Don't think of getting a California driver's license as just another bureaucratic hoop you are supposed to jump through. It's one of the most important legal documents you will ever have, serving as your primary state identification and giving you the right to climb behind the wheel. What happens if you are caught driving without the proper, valid license? Or driving alone with a permit in California? Or not abiding by other driving permit rules? You will be facing a fine and possibly jail time.
Driving in California without a valid license is a "wobbler"offense, so the prosecutor can charge it as a misdemeanor crime or as an infraction. You can get hit with a hefty fine and even jail time.
Driving Without a License
Driving without a license in California is illegal under California Vehicle Code 12500(a). This offense can take any of several common forms. One is driving alone with a permit in California.

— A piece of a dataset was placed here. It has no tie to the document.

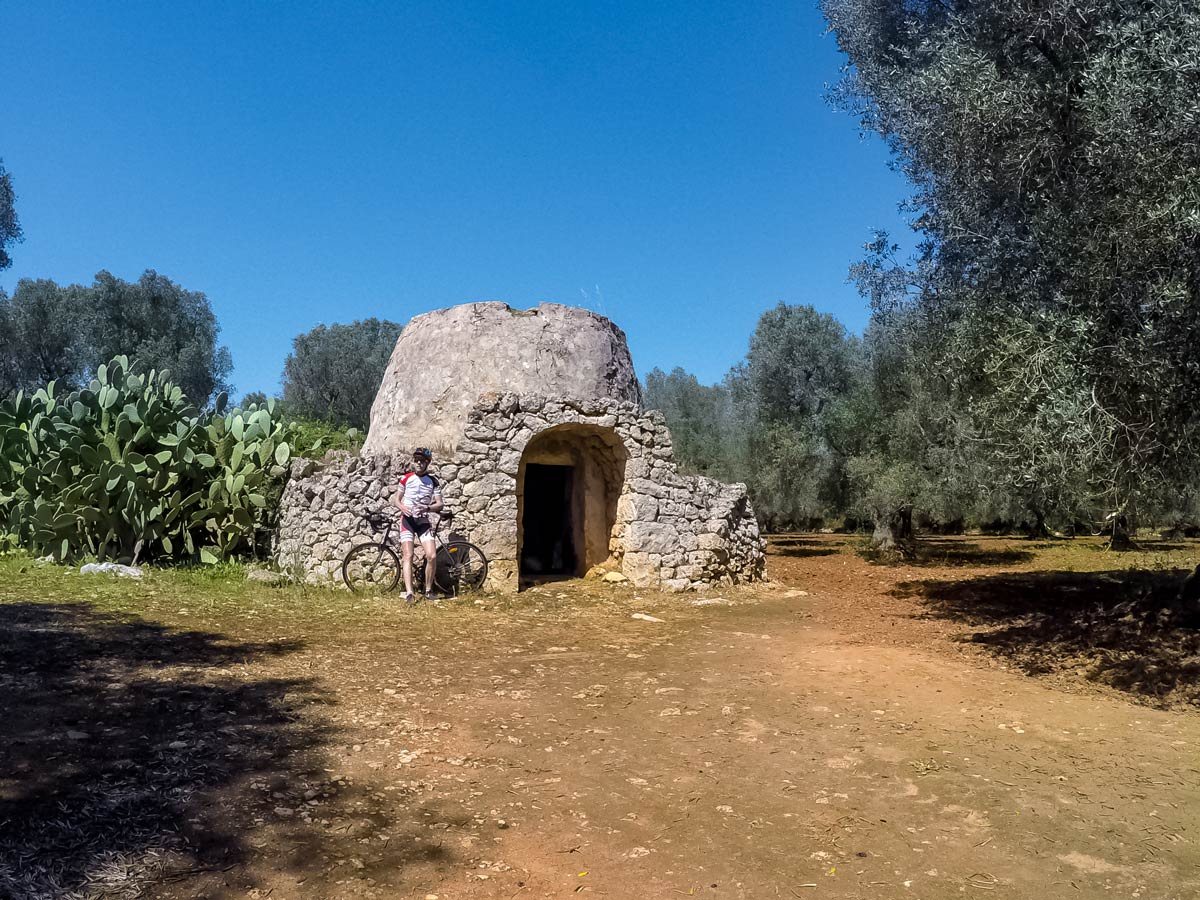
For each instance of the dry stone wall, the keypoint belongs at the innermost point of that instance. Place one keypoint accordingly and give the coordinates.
(679, 532)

Once you have passed your written test, you have a learner's permit in California. But driving permit rules are quite strict. This permit only gives you the right to practice driving with a licensed adult driver beside you. You are not authorized to drive alone. Driving alone with a permit in California is driving without a license in the eyes of the law.
But breaking driving permit rules is only one way you might be picked up for driving without a license. Another way you might become subject to California Vehicle Code 12500(a) penalties is by never getting a license at all. You will also be in violation of the law if you get a license but fail to renew it before it expires. A California license expires on your fifth birthday after submitting your application for a driver's license. You must apply for and obtain a renewal before the original license expires. There is no grace period for accomplishing this, so if you get stopped one day after your license expires, you are subject to California Vehicle Code 12500(a) penalties.
Avoiding a California Vehicle Code 12500(a) Penalty
The penalties for driving without a license in California can be harsh. Vehicle Code 12500(a) makes the act illegal, but it is a wobbler offense. That means that the prosecutor can either charge it as a misdemeanor or can opt to charge it as an infraction.
Generally, a first offense is charged as a non-criminal infraction. This is less serious than a misdemeanor, but you still might be ordered to pay a fine of up to $250, and the matter goes on your DMV record.
If the act is charged as a misdemeanor, it is a crime that will go on your criminal record. Second and third offenses may be charged this way. If convicted, you may serve up to six months in jail and be ordered to pay a fine of up to a thousand dollars.